The idea that we co-evolve with plants is, in itself, one of those perspective shifts that left me disoriented and tumbled upside down until Pollan gently set me down in a new paradigm. Think about it. When human beings arrived on the scene, plants (and animals) that mutated to serve the desires of human beings ended up with a competitive advantage. So instead of thinking that we are breeding apples or flowers or marijuana to serve our needs, you can think of the plants finding a way to multiply and flourish by enticing us to serve their reproductive demands. In truth, it isn’t all one way or the other. Hence, co-evolution.

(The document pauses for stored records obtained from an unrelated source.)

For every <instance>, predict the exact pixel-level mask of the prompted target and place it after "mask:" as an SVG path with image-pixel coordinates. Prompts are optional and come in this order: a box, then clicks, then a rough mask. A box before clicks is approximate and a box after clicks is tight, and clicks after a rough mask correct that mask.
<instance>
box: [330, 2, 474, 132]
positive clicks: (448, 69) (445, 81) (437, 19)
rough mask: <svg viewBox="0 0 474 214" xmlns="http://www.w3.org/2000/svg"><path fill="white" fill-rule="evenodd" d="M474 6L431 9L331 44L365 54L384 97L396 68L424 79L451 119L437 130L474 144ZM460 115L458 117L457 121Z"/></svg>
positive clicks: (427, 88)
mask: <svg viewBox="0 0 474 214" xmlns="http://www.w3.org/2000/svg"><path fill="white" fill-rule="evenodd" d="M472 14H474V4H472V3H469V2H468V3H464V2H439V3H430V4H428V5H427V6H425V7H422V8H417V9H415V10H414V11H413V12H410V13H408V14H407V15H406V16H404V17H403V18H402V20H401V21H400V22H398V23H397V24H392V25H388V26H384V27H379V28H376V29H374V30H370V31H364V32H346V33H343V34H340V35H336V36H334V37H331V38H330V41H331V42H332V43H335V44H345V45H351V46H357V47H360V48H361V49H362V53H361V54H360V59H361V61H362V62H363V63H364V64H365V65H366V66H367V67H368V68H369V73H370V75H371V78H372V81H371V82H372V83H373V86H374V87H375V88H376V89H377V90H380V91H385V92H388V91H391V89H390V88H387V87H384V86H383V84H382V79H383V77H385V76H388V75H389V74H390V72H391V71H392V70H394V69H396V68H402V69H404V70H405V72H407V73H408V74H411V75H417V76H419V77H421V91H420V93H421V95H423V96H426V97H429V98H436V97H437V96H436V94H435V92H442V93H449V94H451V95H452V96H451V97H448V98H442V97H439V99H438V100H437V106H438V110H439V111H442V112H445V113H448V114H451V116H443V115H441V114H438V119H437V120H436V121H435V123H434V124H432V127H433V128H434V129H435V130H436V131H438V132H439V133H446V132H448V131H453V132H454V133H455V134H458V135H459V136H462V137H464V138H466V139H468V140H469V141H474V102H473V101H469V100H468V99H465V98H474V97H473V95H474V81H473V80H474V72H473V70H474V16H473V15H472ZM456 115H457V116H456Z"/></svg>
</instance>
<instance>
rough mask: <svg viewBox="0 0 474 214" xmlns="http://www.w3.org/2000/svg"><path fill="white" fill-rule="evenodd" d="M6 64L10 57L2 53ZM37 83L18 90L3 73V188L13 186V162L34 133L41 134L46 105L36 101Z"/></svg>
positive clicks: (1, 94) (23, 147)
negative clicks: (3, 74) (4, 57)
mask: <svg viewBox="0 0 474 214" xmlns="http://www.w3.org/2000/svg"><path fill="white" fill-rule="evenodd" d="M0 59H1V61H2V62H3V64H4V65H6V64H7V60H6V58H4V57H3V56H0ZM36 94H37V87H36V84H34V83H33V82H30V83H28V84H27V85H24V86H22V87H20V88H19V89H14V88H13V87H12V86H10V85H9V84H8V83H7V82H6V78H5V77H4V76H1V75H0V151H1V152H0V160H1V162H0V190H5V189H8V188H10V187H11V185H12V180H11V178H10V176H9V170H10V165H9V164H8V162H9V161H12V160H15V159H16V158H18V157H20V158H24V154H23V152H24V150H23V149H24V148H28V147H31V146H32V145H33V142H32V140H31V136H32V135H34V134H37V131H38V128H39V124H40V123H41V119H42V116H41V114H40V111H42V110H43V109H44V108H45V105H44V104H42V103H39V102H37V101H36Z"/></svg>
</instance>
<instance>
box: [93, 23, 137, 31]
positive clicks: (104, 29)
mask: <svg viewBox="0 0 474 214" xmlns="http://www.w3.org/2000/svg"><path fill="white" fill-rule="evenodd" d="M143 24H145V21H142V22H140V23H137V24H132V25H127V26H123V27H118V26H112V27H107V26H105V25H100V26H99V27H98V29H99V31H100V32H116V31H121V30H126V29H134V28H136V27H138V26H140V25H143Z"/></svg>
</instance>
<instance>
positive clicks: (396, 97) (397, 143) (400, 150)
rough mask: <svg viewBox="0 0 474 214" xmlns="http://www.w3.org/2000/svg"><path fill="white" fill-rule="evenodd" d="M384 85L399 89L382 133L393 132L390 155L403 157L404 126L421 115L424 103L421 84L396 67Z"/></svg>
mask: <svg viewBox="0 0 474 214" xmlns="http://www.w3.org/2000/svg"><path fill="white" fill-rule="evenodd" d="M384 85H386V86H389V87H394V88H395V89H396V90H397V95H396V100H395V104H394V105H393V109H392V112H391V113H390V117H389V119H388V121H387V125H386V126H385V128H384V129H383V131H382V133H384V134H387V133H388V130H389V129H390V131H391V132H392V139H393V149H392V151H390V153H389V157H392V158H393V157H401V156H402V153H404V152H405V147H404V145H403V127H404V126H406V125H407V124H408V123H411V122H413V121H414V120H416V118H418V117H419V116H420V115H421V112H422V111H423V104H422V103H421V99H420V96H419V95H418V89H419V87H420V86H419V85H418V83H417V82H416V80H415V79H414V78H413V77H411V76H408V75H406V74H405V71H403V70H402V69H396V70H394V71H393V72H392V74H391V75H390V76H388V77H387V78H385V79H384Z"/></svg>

The story of apples is full of amazing discoveries about Johnny Appleseed, who, in addition to his eccentricities, also turns out to have been a masterful businessman and land speculator; about the reason settlers wanted apple trees (mostly for hard cider!); and the effects of the market concentration in a small number of genetic breeds. The story of tulips not only covers the Tulip Craze in the Netherlands but also compares the way different cultures value different things in flowers and notes that human preference for a particular pattern of tulip (called “Breaks”) ended up improving the survival of a particular kind of tulip virus. The marijuana story is funny (and includes Pollan’s own close brush with the law) and scary (modern marijuana is way more powerful than only a few decades ago and is grown in bizarre indoor environments).

Read. Enjoy. Then puzzle over the next apple that you eat.